In [1]:
import os
import streamlit as st
import pickle
import time
import langchain
from langchain import OpenAI
from langchain.chains import RetrievalQAWithSourcesChain
from langchain.chains.qa_with_sources.loading import load_qa_with_sources_chain
from langchain.document_loaders import UnstructuredURLLoader
from langchain.text_splitter import RecursiveCharacterTextSplitter
from langchain.embeddings import OpenAIEmbeddings
from langchain.vectorstores import FAISS

In [2]:
#load openAI api key
os.environ['OPENAI_API_KEY'] = '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'

In [3]:
# Initialise LLM with required params
llm = OpenAI(temperature=0.9, max_tokens=500, model='gpt-3.5-turbo-instruct' ) 

### (1) Load data

In [4]:
loaders = UnstructuredURLLoader(urls=
    ["https://www.muscleandfitness.com/features/feature-news/joey-swoll-hilariously-surprises-girl-as-she-films-herself-flexing/",
    "https://www.muscleandfitness.com/flexonline/flex-news/lessons-being-learned-on-bodybuildings-best-podcasts/"
])
data = loaders.load() 

In [5]:
type(data)

list

### (2) Split data to create chunks

In [6]:
text_splitter = RecursiveCharacterTextSplitter(
    chunk_size=1000,
    chunk_overlap=200,
    
)

# As data is of type documents we can directly use split_documents over split_text in order to get the chunks.
docs = text_splitter.split_documents(data)

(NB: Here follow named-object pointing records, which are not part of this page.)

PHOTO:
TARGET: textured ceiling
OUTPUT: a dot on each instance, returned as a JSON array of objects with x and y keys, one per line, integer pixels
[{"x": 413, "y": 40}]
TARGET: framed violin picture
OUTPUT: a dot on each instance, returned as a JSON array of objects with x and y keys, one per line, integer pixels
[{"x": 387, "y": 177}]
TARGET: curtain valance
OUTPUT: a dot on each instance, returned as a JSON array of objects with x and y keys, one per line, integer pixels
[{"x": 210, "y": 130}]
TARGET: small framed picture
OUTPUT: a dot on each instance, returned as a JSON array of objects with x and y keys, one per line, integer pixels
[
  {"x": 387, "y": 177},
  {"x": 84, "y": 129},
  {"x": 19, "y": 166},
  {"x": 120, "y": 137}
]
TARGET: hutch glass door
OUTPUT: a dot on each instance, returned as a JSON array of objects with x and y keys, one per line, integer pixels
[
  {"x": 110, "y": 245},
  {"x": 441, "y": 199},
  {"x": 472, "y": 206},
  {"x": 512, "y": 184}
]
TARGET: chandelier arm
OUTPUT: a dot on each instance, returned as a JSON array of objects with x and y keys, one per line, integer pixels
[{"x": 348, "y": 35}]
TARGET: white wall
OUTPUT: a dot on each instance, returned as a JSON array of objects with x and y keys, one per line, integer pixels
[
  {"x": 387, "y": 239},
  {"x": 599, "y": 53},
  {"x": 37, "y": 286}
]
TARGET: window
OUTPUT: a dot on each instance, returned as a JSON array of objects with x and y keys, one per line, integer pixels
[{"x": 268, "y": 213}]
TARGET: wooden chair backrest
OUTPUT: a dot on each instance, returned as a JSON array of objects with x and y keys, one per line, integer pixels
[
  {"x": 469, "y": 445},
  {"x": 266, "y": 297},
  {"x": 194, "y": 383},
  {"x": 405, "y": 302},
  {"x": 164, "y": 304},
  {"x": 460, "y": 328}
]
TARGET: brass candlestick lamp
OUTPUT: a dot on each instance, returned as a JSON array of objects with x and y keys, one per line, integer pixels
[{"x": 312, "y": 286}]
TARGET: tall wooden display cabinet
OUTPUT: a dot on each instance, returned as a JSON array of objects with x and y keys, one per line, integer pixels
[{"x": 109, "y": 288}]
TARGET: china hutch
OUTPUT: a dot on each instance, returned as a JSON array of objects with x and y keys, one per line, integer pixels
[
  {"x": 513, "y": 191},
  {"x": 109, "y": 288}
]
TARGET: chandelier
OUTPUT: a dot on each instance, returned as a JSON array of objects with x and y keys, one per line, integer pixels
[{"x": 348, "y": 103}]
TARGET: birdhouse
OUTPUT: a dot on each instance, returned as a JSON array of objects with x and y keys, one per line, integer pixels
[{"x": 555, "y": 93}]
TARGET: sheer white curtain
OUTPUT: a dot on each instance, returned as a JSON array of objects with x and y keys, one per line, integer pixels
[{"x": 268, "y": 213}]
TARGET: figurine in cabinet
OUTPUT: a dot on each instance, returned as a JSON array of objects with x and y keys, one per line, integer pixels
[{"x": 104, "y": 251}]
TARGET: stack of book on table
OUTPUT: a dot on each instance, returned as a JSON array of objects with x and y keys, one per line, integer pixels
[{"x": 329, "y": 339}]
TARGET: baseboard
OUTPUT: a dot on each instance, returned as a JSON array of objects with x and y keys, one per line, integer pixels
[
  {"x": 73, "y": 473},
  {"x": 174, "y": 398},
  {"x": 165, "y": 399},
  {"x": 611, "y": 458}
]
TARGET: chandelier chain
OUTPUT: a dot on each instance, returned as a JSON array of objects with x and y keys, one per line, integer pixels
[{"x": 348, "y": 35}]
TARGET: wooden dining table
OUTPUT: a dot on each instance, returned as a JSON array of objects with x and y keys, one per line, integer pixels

### (3) Create embeddings for these chunks and save them to FAISS index

In [10]:
# Create the embeddings of the chunks using openAIEmbeddings
embeddings = OpenAIEmbeddings()

# Pass the documents and embeddings inorder to create FAISS vector index
vectorindex_openai = FAISS.from_documents(docs, embeddings)

In [11]:
# vectorindex_openai.as_retriever()
vectorindex_openai

<langchain.vectorstores.faiss.FAISS at 0x7f5f18c8b910>

In [15]:
from sentence_transformers import SentenceTransformer

In [16]:
# Storing vector index create in local
file_path="vector_index.pkl"
with open(file_path, "wb") as f:
    pickle.dump(vectorindex_openai, f)

In [17]:
if os.path.exists(file_path):
    with open(file_path, "rb") as f:
        vectorIndex = pickle.load(f)

In [19]:
vectorIndex

<langchain.vectorstores.faiss.FAISS at 0x7fceb32c9d90>

### (4) Retrieve similar embeddings for a given question and call LLM to retrieve final answer

In [8]:
from langchain.embeddings.huggingface import HuggingFaceEmbeddings
embeddings = HuggingFaceEmbeddings(model_name="all-mpnet-base-v2")
db = FAISS.from_documents(docs, embeddings)


In [9]:
db

<langchain.vectorstores.faiss.FAISS at 0x7f5f3274fa30>

In [12]:
chain = RetrievalQAWithSourcesChain.from_llm(llm=llm, retriever=db.as_retriever())
chain



In [13]:
# query = "what is the price of Tiago iCNG?"
query = "what are these documents about?"

langchain.debug=True

chain({"question": query}, return_only_outputs=True)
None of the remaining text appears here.